Do we then now live in the society of links instead of the society of the query? Search as a mass medium is powerful, but it’s also open to abuse. Understanding and questioning what is going on with our information and simultaneously discovering new ways to protect it are valid. Coming up with the critical questions, new ways that rethink the whole concept of search is on the agenda. We need to understand more about how search actually works, not only focusing on changing algorithms but the development of alternative search engines, which are not premised on popularity, link structure and hence Page Rank. Should it not rather be the death of the popularity contest and instead try to have better access to what are considered marginal sources or control of our own identities appearing on the web? The design of search plays an intrinsic role in how we experience our world along with how we value the privacy and security of our information.
Lovink ends by stating it’s not the quality of the answers we receive that is so disheartening but the education and diminishing ability to think in a critical way. We need to invent new ways to interact with data and to respond creatively and critically. Stop searching. Start questioning.
Thanks also to all at the Society of the Query (http://networkcultures.org/wpmu/query/) for their inspiration and ideas.
For those who may not know but would like to know how search works…..
What language(s) and vocabularies do we use to articulate the objective of our search queries? How is this taxonomy to be derived when some 60-70%? of the world is not online, is not seen, nor yet indexed? An invisible world with no access. What is represented in search results are only those things contributed or uploaded, linked or referenced. A form of 21st century colonisation and balkanisation as one might put it, this time in regard not only to land as a form of territory, but the language of search, within the space of the Internet.

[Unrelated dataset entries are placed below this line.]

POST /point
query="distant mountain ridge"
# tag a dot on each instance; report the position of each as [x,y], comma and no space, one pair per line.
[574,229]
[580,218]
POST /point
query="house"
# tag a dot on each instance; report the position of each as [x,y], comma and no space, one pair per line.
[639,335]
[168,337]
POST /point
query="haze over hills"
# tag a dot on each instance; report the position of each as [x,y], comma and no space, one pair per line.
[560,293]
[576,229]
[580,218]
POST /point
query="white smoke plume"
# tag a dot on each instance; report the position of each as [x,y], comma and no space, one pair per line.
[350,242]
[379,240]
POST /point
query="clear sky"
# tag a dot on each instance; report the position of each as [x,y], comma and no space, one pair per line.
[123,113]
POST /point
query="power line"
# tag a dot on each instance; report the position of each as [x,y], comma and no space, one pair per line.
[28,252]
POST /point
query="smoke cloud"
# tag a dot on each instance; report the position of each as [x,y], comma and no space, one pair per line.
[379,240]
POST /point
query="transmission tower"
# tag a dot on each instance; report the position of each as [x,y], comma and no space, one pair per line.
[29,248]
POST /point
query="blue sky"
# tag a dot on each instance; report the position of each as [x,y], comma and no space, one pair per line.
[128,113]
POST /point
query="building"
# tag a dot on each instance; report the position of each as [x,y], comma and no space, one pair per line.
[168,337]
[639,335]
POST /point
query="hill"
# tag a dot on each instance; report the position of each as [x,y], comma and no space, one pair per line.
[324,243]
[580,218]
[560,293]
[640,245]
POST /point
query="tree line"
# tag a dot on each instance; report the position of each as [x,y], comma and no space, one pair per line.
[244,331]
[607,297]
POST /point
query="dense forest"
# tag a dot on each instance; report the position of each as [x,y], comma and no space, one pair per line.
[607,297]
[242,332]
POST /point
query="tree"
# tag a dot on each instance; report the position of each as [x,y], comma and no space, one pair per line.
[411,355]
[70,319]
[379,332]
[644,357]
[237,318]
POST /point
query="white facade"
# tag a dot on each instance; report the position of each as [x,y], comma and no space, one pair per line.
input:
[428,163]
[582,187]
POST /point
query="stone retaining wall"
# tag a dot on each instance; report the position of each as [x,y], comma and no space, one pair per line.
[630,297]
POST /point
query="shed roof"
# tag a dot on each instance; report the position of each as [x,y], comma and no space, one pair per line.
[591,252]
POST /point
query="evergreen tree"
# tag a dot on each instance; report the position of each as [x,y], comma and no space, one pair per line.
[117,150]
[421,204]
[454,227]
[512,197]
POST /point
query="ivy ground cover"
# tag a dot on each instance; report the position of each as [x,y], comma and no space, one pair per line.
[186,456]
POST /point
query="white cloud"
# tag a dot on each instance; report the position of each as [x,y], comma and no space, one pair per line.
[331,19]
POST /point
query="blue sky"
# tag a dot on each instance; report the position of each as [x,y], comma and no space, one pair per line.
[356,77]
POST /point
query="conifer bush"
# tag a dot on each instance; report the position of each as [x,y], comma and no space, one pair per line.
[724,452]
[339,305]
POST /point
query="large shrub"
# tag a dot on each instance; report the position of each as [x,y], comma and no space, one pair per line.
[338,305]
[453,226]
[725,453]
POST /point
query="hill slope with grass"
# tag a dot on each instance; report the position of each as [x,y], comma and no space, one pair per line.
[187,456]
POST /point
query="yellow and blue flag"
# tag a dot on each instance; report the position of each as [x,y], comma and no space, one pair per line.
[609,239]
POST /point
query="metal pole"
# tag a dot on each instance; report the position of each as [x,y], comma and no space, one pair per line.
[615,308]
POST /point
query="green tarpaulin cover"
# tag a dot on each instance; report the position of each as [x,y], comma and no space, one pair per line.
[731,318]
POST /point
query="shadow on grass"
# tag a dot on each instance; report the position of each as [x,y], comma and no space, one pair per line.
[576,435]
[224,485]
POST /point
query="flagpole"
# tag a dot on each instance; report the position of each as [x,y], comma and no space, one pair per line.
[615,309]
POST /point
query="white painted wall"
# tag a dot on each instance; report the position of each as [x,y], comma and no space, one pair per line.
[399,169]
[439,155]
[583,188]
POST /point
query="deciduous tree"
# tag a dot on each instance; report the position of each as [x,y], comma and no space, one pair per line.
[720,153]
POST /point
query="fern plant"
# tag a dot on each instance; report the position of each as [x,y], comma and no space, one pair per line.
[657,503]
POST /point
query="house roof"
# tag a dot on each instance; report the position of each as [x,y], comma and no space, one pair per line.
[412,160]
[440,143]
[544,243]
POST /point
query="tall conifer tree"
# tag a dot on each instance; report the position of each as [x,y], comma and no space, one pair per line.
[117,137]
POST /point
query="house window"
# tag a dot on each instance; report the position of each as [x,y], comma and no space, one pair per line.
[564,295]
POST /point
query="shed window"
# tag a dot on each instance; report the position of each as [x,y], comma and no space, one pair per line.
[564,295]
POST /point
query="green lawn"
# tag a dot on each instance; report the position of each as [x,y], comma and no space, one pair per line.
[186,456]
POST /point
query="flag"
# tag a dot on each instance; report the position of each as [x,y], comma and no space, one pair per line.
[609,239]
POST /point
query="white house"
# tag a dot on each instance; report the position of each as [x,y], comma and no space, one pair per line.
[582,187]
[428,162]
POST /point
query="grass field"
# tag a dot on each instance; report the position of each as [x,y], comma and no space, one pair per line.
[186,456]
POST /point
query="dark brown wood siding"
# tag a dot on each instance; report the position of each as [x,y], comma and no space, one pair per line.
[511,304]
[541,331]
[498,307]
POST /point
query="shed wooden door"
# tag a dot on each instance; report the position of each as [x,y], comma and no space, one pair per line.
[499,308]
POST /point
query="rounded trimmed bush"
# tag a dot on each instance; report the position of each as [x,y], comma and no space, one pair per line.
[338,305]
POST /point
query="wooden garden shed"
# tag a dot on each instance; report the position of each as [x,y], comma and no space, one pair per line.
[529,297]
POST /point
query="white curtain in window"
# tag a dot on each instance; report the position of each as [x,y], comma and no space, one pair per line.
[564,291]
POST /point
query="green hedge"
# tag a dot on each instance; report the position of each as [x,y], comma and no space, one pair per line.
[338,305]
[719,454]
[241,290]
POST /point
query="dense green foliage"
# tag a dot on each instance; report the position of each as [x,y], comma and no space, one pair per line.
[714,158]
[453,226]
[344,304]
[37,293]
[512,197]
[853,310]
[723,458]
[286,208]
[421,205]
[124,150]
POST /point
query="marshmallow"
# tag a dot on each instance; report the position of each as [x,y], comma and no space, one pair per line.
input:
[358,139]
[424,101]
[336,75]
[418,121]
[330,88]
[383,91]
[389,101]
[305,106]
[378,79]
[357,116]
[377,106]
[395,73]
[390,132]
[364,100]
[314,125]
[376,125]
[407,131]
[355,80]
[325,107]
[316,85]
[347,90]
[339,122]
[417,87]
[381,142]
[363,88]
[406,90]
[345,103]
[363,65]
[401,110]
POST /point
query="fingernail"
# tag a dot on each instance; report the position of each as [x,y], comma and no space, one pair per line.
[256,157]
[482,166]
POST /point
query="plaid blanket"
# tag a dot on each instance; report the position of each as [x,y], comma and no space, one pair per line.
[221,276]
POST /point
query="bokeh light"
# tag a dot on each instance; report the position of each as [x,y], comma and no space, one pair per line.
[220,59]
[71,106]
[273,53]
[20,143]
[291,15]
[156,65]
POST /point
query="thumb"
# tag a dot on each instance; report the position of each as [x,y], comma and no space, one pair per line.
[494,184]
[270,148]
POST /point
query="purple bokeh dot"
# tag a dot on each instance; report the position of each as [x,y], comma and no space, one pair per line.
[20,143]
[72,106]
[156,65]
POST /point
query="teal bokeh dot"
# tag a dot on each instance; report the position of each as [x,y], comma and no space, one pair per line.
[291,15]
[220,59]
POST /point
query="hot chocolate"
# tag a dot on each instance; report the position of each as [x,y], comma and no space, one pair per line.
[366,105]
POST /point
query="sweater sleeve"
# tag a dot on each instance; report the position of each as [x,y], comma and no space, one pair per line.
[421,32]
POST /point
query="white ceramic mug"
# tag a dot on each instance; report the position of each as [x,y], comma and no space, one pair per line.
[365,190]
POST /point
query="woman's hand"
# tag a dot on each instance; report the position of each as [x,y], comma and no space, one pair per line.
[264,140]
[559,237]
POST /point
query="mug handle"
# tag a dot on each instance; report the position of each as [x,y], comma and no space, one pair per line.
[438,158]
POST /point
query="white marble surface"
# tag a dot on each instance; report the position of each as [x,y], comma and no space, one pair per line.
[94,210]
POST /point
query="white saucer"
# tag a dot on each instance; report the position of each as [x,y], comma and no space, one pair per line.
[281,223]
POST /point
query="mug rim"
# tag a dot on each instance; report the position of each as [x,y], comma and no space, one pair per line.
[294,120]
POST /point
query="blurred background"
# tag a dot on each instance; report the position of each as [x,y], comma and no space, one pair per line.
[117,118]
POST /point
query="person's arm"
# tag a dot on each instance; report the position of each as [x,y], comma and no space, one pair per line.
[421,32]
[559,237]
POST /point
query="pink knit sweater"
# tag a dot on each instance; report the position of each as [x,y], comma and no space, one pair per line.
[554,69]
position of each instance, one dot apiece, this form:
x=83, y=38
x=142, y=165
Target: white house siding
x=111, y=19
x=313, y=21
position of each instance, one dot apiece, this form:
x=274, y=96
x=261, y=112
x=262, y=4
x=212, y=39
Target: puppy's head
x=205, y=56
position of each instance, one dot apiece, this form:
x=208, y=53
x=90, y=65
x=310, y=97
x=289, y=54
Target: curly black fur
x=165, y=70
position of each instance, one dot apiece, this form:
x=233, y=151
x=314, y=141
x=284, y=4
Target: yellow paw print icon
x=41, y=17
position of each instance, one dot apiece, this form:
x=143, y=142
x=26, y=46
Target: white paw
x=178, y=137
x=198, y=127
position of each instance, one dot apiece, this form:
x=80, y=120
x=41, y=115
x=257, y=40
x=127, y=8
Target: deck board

The eponymous Page Rank algorithm was developed in 1998 by Brin and Page, and it works like this: a query is given by the user based on keywords, these pages are uploaded and indexed by Google and contain all the hyperlink information. The more links on a page the more valuable those pages are, value being measured by being visited many times on the net. Not counting direct links, Page Rank interprets the links as votes cast, then ranks their importance. A link coming from a node with a high rank has more value than a link coming from a node with low rank. The concept of Page Rank has its basis in the Scientific Citation Index (SCI) , a form of academic hierarchy that has now been grafted as a conceptual paradigm for the way we find information and how that information is prioritised for us, designed by a monopoly, a corporation called Google.